The GAO is unable to estimate what portion of these improper payments might be attributable to each specific type of Medicare fraud. It is therefore impossible to determine precisely the savings from the implementation of electronic medical cards, because these cards can only protect against certain types of fraud–for example, identity theft and providers billing for patients they never treated at all. The cards are unlikely to impact other types of fraud that are unrelated to authentication, such as mischaracterization of services, billing for medically unnecessary services, or kickback cases where beneficiaries allow their cards to be misused.

CMS would have to update its claims processing technology and card management mechanisms if it wishes to take full advantage of an electronic card system. This may present problems for an agency not known for employing state-of-the-art information technology systems. The GAO has been critical of CMS’ technology systems since as early as 2001. CMS has admitted that its computer system is in need of modernization, but has been slow to implement meaningful change. In 2010, the agency developed a plan to upgrade its system, noting that modernization was “necessary in order for CMS to continue to meet its mission.”

Additionally, CMS has said it would continue to pay claims regardless of whether an electronic card was used, which the GAO speculates might reduce the cards’ ability to combat fraud. CMS has raised concerns that refusing to pay claims in the absence of a card swipe might be a barrier to care, since it would make access to benefits dependent upon patients having their cards at the point of care. CMS officials have noted that the agency could use electronic cards along with its existing technologies, which are designed to flag providers with suspicious billing patterns, to identify providers who submit an “abnormally high percentage of claims in which cards are not used,” and reduce this risk of fraud.

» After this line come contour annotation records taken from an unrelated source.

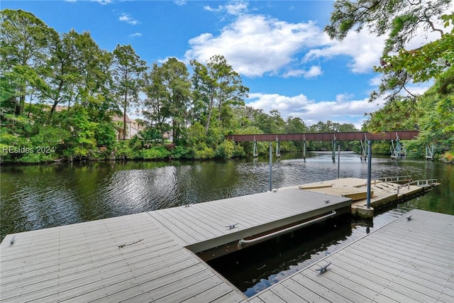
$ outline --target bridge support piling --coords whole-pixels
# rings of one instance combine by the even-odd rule
[[[362,157],[364,157],[364,160],[367,161],[367,152],[366,151],[365,145],[367,143],[367,142],[365,140],[364,144],[362,144],[362,140],[360,140],[360,143],[361,143],[361,157],[360,158],[361,159],[361,161],[362,161]]]
[[[276,136],[276,158],[281,158],[281,146],[277,136]]]
[[[338,179],[340,173],[340,144],[338,144]]]
[[[272,191],[272,143],[270,143],[270,177],[268,180],[270,192]]]
[[[426,146],[426,160],[430,160],[431,161],[433,161],[433,154],[435,152],[435,147],[433,144],[431,144],[431,148],[428,145]]]
[[[367,141],[367,192],[366,195],[367,207],[370,208],[370,182],[372,180],[372,141]]]
[[[306,162],[306,140],[303,141],[303,159]]]

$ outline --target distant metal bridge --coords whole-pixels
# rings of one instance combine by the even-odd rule
[[[411,140],[414,139],[419,131],[382,131],[380,133],[365,133],[360,131],[339,133],[273,133],[253,135],[228,135],[228,140],[235,142],[254,141],[353,141],[358,140]]]
[[[367,155],[365,148],[368,141],[387,140],[392,142],[391,158],[397,160],[398,158],[405,154],[402,149],[401,140],[411,140],[416,138],[419,134],[419,131],[382,131],[380,133],[367,133],[361,131],[348,131],[338,133],[256,133],[252,135],[228,135],[226,136],[227,140],[235,142],[253,142],[254,147],[253,155],[258,155],[258,142],[276,142],[276,156],[280,157],[280,141],[302,141],[303,158],[306,160],[306,141],[332,141],[333,142],[333,160],[335,160],[336,142],[354,141],[361,142],[362,155],[365,159]],[[396,145],[394,145],[394,142]],[[271,143],[270,143],[271,153]],[[426,157],[427,158],[427,157]]]

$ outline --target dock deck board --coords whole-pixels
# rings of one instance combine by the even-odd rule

There are three types of electronic cards that could be used for Medicare: magnetic stripe cards, bar code cards, and “smart” cards containing microprocessor chips. All three can be used for authentication and information storage purposes, but the GAO considers magnetic and bar code cards to be less effective because they are more susceptible to counterfeiting. Smart cards, which the GAO reports have been used in France and Germany since the 1990s, are more secure and “provide higher levels of authentication.”

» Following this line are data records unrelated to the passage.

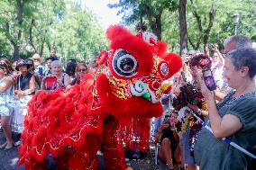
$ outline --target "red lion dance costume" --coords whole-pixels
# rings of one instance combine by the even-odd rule
[[[135,136],[142,148],[149,146],[150,119],[161,115],[159,101],[170,90],[162,82],[180,69],[181,58],[142,31],[134,36],[115,25],[106,35],[111,50],[99,55],[95,73],[66,91],[40,91],[29,103],[19,148],[26,169],[47,169],[50,154],[58,169],[94,170],[101,150],[105,169],[121,170],[123,142]]]

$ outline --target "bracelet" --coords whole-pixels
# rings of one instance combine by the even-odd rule
[[[197,114],[200,116],[202,115],[202,109],[198,109]]]

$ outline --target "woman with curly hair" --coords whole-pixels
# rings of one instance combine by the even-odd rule
[[[1,126],[5,136],[6,141],[0,145],[0,148],[8,150],[14,147],[12,131],[10,126],[11,116],[14,108],[10,105],[10,100],[13,96],[12,88],[14,79],[10,76],[12,67],[10,62],[5,58],[0,59],[0,116]]]
[[[211,60],[204,54],[197,54],[191,58],[188,66],[192,75],[192,82],[186,83],[179,87],[179,93],[173,101],[173,107],[175,110],[179,111],[178,120],[182,123],[181,131],[183,135],[180,143],[183,161],[187,164],[188,170],[196,170],[194,145],[202,125],[192,113],[204,119],[204,116],[207,114],[206,111],[207,108],[197,83],[197,70],[194,69],[194,67],[197,66],[202,69],[208,68],[211,67]]]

Smart card industry representatives advocate for electronic cards, arguing that if CMS had more assurance of legitimacy in claims where cards were used, this could free up government resources for investigating claims where cards were not used.

In addition to fraud prevention, electronic cards have the potential to improve quality of care by facilitating electronic exchange of beneficiary medical information. The cards could be used to store and exchange electronic health records, as well as provide information about allergies and medical conditions. They could improve provider record-keeping by allowing providers to capture beneficiary information electronically.

The cards also have potential administrative benefits. The GAO predicts improvements in CMS’ administrative processes, such as improved record-keeping and fewer errors in the reimbursement process.